HIS
I fell back onto the couch, a different itch of the burn in my chest was born when I saw her today.
Yesterday the same fire was happiness, growing like the roots of a tree. And today, I uprooted them myself.
It was for the better.
It IS for the better.I hated that I remembered everything from yesterday because if I didn't, leaving would be so much easier.
One phone call and I could get myself an air BNB but I didn't want to. I wanted to eat this stale pizza and sleep on this couch for another night, and I wanted her to wake me up every morning. Even if it was with a slap.
I sighed,
Pulling out my phone from my pocket and calling the person I had been trying to reach since yesterday afternoon.
As the phone rang, I already had a feeling it would be lost in his missed calls.
And so it did.
My mind wandered to her, unable to help itself.
Her long red hair, almost hid her brown roots.
And her eyes, I could see the brown colour through those green contacts.I almost smiled at how she thought she was completely disguised. How she loved it and how she hated it.
I looked around, a panda-shaped pot. Her 'Sorry I'm LATTE' cup of coffee.
I secretly wished I could take it, as a souvenir.
I needed to get the hell out of here, before doing something I would regret later.
But it was her scent that kept me there, her honey and jasmine mixed shampoo.
Her sticky notes on the window in a heart shape and her good morning note on the back of the door were the ones that whispered 'stay'Even her eyes, when she saw me pleaded the same word.
'stay'And my heart ached to obey.
But I can't. Before even seeing her, I put her life in danger yesterday.
I hated every bit of it, how my hands shook while holding the gun and how I almost had a panic attack on the footpath.It was scary last night, her head was filled with liquid courage.

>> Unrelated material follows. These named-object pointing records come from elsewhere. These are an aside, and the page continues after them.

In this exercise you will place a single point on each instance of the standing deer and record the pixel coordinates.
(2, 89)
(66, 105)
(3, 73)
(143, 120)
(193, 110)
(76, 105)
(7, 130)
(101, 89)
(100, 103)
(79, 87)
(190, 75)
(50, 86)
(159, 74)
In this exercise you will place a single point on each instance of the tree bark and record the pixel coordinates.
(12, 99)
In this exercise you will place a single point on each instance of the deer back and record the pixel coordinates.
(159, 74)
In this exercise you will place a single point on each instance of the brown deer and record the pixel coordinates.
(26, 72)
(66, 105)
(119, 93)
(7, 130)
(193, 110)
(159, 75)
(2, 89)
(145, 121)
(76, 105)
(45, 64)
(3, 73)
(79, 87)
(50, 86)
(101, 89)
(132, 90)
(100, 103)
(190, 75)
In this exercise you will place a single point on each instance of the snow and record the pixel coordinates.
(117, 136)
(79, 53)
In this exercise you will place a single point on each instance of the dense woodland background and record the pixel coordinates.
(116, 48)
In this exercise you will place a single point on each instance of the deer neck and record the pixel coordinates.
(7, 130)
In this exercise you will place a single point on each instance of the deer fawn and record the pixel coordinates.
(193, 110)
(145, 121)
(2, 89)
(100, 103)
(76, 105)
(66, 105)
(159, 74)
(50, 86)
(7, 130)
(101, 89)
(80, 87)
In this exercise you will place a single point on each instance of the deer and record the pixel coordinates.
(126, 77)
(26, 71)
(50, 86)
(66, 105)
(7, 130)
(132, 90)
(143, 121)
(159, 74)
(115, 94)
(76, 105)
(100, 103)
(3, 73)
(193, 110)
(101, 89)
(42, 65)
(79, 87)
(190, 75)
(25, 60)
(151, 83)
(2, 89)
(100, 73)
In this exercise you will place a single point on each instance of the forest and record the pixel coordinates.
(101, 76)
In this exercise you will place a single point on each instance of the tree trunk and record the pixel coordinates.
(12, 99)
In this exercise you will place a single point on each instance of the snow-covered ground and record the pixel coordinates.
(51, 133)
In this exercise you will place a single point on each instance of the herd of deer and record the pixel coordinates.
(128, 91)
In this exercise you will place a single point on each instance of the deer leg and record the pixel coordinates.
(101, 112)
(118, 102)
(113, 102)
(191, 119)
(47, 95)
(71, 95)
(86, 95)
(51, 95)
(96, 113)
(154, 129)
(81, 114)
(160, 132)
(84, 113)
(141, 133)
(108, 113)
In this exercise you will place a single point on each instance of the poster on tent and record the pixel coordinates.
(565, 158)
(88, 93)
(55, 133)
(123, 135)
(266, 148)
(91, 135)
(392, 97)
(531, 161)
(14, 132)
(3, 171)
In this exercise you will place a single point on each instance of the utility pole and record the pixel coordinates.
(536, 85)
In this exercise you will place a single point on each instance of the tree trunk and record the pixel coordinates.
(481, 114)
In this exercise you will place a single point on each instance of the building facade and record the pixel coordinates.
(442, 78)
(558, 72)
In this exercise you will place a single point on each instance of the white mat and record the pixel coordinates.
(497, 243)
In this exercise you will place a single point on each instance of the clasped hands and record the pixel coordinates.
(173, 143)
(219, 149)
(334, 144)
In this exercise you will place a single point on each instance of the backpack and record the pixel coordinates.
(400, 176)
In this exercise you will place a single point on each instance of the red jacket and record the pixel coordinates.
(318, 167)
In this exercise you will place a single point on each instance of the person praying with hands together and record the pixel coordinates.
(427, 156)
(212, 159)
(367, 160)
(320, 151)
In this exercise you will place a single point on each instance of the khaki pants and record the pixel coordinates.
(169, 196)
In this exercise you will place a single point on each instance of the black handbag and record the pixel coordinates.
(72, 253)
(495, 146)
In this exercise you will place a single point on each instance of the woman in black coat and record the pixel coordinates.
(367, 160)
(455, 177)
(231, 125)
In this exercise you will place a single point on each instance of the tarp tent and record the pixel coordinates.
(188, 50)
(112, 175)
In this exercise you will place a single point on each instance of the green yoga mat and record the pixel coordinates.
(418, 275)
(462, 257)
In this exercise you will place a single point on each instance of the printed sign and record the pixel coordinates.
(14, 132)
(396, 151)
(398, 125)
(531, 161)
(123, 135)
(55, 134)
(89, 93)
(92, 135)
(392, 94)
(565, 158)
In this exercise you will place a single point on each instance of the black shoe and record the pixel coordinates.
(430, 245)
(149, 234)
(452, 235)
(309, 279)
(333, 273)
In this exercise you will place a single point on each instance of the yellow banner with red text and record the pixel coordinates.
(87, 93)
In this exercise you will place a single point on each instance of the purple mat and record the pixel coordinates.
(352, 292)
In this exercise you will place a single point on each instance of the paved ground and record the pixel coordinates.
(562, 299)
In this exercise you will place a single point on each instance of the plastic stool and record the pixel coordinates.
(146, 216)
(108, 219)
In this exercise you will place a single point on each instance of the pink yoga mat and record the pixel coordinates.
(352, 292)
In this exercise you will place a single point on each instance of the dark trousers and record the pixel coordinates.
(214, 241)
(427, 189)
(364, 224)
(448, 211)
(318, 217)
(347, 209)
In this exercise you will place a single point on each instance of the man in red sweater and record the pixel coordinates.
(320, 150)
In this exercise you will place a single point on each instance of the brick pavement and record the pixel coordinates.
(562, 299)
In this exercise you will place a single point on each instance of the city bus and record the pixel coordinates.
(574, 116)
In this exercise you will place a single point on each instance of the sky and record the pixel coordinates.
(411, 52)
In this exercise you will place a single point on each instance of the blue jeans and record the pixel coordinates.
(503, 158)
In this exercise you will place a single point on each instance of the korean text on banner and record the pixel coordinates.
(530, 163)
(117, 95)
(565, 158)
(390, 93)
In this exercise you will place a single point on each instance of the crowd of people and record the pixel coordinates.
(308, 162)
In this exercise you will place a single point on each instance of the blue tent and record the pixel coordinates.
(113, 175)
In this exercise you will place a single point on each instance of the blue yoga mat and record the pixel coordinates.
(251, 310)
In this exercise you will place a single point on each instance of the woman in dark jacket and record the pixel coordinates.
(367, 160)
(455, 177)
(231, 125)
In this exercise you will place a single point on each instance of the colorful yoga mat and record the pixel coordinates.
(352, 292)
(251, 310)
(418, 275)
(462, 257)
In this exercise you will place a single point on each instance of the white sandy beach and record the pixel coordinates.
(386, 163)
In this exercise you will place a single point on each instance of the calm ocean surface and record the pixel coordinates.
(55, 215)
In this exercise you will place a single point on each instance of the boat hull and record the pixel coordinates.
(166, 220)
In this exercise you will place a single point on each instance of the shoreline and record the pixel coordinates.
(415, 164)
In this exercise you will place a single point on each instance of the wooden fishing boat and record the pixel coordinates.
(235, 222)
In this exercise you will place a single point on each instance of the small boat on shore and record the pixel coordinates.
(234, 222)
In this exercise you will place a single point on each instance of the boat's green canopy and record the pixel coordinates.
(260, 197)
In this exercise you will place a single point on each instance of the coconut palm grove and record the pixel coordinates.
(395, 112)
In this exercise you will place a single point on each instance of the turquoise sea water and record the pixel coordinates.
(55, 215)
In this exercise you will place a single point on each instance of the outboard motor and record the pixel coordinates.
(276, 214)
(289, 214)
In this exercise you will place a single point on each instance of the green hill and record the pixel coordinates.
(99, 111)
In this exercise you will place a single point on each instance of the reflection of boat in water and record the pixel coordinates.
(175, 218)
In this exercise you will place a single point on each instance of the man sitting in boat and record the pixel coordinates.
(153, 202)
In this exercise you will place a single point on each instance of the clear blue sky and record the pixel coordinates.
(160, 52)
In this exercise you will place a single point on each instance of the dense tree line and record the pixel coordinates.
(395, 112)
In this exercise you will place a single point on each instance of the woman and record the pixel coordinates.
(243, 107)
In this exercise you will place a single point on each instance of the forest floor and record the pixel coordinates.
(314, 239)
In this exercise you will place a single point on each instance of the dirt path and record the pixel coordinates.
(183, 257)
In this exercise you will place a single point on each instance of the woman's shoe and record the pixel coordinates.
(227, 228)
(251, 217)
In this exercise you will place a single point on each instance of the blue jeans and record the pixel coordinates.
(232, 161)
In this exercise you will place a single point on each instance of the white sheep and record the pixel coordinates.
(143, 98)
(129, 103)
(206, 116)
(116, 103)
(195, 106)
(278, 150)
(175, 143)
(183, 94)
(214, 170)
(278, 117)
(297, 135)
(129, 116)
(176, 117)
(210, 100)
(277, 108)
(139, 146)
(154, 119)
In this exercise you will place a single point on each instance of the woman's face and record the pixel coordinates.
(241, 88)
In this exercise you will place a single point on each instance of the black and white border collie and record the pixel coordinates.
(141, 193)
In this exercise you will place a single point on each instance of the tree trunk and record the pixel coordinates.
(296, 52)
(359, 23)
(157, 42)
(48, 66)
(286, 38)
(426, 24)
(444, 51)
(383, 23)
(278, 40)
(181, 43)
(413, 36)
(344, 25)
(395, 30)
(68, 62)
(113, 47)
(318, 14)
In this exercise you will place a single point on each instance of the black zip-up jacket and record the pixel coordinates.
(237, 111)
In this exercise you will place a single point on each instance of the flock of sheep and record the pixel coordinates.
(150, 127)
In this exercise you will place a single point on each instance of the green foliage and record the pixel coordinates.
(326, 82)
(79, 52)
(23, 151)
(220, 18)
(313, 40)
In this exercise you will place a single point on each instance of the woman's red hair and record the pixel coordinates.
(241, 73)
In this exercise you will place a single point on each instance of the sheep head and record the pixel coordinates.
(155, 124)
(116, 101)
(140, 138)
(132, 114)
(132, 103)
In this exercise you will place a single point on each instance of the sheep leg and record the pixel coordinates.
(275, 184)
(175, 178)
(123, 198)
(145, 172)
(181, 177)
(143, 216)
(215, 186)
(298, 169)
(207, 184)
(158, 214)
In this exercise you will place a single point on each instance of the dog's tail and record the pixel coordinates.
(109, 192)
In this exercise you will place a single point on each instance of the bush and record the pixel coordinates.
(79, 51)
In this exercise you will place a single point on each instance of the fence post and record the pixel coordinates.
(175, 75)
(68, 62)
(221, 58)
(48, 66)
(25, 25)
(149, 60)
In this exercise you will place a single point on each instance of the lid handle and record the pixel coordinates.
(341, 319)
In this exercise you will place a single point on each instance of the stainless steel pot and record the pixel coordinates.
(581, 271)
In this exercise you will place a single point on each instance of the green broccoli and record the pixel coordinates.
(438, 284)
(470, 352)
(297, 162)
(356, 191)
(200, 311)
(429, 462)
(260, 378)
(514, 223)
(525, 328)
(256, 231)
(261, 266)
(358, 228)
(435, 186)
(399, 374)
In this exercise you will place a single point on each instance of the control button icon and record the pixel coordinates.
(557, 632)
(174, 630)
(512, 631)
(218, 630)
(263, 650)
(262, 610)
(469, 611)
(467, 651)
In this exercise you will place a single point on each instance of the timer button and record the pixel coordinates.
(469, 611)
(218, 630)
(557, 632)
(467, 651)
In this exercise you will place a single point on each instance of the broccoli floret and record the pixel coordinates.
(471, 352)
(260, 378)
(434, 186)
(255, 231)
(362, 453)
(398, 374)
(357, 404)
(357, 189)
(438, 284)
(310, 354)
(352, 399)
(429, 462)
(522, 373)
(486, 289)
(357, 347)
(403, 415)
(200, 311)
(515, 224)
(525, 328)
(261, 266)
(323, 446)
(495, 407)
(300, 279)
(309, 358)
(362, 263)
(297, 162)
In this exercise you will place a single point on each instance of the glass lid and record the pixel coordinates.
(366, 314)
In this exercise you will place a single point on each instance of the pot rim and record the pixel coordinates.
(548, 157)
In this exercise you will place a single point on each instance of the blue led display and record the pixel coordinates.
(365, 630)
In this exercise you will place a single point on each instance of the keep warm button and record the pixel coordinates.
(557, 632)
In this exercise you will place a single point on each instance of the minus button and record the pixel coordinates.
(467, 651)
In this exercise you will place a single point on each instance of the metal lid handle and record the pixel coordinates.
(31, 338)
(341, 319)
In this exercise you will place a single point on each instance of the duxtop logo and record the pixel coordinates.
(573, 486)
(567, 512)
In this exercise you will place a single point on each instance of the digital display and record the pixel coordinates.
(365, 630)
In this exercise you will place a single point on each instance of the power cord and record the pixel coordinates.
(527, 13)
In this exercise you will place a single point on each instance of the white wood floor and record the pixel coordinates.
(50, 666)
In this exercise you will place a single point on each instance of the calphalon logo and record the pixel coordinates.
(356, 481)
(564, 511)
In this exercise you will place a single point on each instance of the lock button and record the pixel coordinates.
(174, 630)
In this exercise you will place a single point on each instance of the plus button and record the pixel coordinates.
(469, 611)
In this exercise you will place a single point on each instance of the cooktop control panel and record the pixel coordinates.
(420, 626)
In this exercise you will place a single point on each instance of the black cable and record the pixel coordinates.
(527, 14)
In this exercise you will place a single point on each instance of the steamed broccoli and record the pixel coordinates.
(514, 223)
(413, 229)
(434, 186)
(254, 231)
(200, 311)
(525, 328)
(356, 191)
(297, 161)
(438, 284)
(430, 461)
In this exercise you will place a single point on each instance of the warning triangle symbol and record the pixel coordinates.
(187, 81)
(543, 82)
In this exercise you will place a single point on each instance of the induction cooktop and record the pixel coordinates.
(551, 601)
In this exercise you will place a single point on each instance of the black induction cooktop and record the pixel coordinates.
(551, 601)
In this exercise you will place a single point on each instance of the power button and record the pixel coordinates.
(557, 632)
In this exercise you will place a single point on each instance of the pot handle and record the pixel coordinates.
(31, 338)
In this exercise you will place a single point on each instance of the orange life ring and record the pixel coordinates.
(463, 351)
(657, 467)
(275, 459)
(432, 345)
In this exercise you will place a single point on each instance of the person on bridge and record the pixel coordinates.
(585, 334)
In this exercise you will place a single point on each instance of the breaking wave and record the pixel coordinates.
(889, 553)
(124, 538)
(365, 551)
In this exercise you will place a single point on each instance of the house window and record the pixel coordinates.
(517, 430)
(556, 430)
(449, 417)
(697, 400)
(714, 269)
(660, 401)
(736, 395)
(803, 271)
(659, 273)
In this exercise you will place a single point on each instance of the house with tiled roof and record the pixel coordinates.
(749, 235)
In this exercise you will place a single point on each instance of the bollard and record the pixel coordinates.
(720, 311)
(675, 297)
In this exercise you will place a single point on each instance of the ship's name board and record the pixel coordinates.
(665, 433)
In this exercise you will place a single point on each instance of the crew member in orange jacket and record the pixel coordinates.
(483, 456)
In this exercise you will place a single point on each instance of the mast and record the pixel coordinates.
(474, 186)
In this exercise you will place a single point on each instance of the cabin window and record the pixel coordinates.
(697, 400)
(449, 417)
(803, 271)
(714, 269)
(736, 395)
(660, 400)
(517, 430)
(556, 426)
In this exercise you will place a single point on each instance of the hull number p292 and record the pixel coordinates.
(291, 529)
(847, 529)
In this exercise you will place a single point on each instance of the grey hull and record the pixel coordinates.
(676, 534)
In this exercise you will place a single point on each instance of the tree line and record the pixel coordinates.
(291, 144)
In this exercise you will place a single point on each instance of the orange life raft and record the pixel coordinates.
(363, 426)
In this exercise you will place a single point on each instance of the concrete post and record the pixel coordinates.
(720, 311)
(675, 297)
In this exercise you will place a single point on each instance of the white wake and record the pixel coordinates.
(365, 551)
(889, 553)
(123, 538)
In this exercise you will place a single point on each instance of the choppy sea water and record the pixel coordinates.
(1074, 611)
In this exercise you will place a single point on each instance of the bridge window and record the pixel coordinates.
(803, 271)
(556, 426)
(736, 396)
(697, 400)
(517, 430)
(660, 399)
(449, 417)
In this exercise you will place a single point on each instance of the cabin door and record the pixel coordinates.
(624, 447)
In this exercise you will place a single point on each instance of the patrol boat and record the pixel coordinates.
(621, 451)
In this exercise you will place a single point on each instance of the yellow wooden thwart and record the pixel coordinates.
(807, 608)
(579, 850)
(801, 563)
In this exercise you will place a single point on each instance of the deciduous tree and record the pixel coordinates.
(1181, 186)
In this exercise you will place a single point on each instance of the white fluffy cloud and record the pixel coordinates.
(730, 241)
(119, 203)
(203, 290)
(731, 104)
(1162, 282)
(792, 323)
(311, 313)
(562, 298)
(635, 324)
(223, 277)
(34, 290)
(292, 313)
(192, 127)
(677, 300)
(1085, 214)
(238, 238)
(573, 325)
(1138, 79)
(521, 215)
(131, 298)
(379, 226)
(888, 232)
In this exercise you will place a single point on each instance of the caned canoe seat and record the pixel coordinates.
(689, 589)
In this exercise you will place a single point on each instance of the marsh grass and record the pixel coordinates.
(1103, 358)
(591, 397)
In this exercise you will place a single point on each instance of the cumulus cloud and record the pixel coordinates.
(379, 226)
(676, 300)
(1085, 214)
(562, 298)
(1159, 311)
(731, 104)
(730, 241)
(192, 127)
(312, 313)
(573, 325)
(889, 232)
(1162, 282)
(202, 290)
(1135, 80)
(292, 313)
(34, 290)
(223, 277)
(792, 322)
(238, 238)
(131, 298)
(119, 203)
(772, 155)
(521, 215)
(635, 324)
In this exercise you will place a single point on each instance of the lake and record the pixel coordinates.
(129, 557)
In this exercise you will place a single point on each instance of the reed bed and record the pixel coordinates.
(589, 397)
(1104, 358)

Too hazy to notice the surroundings. And me?
I was helpless.
I was done for, I remembered thinking that if I died it would be okay because I saw her before it.Because that's what happened when she was around.
I turned to my most vulnerable self, the most helpless guy.
And I couldn't afford that. Not now, not ever.For the breath to my chest and happiness in her life. I had to get out of this house and her life, again.
But something awoken in my chest told me to stay, a minute even. To sit in the world she had made, even if it was as a stranger.
I threw my head back and crashed on the couch, feeling rather dizzy, I knew the aspirin was working its way through my veins.
I closed my eyes.
And there -in the smell of bloody leather from last night coming from her coat hanging behind the door- I fell asleep.--
"Hello?" 09 said,
I didn't know his name,
I didn't ask him because I knew no one in the Black Hand used names,I had known him for years, and he was one of the people who weren't the most loyal to their oath. or omerta, as they call it.
"I need a place, in New York," I said
"you're in Empire City?" he asked, his Scottish accent was clear.
"Can it be done?" I asked, already bored of this conversation.
"Yeah, I'll send you the address," he said, cutting the call. before adding,
"be careful Val, yesterday was close. And as much as I enjoy saving you. I'll be the one cutting you open,"
I waited, coffee in hand.
And the buzz in my pocket made sure I was roofed tonight.
I still couldn't get over that face though, the more I thought of it, the more I noticed things from just my memory.
How her eyes were puffy and her hands shaky.
"Maria," I whispered under my breath, looking at the people enjoying street music down the alley
The name was still foreign to my lips. But I could get used to it.
Fuck, I could get used to everything new.Now that I thought of it, I shouldn't even be here.
Staying in The Big Apple was a risk. There were too many chances of being spotted.
But I wanted to stay, even if it was on my toes.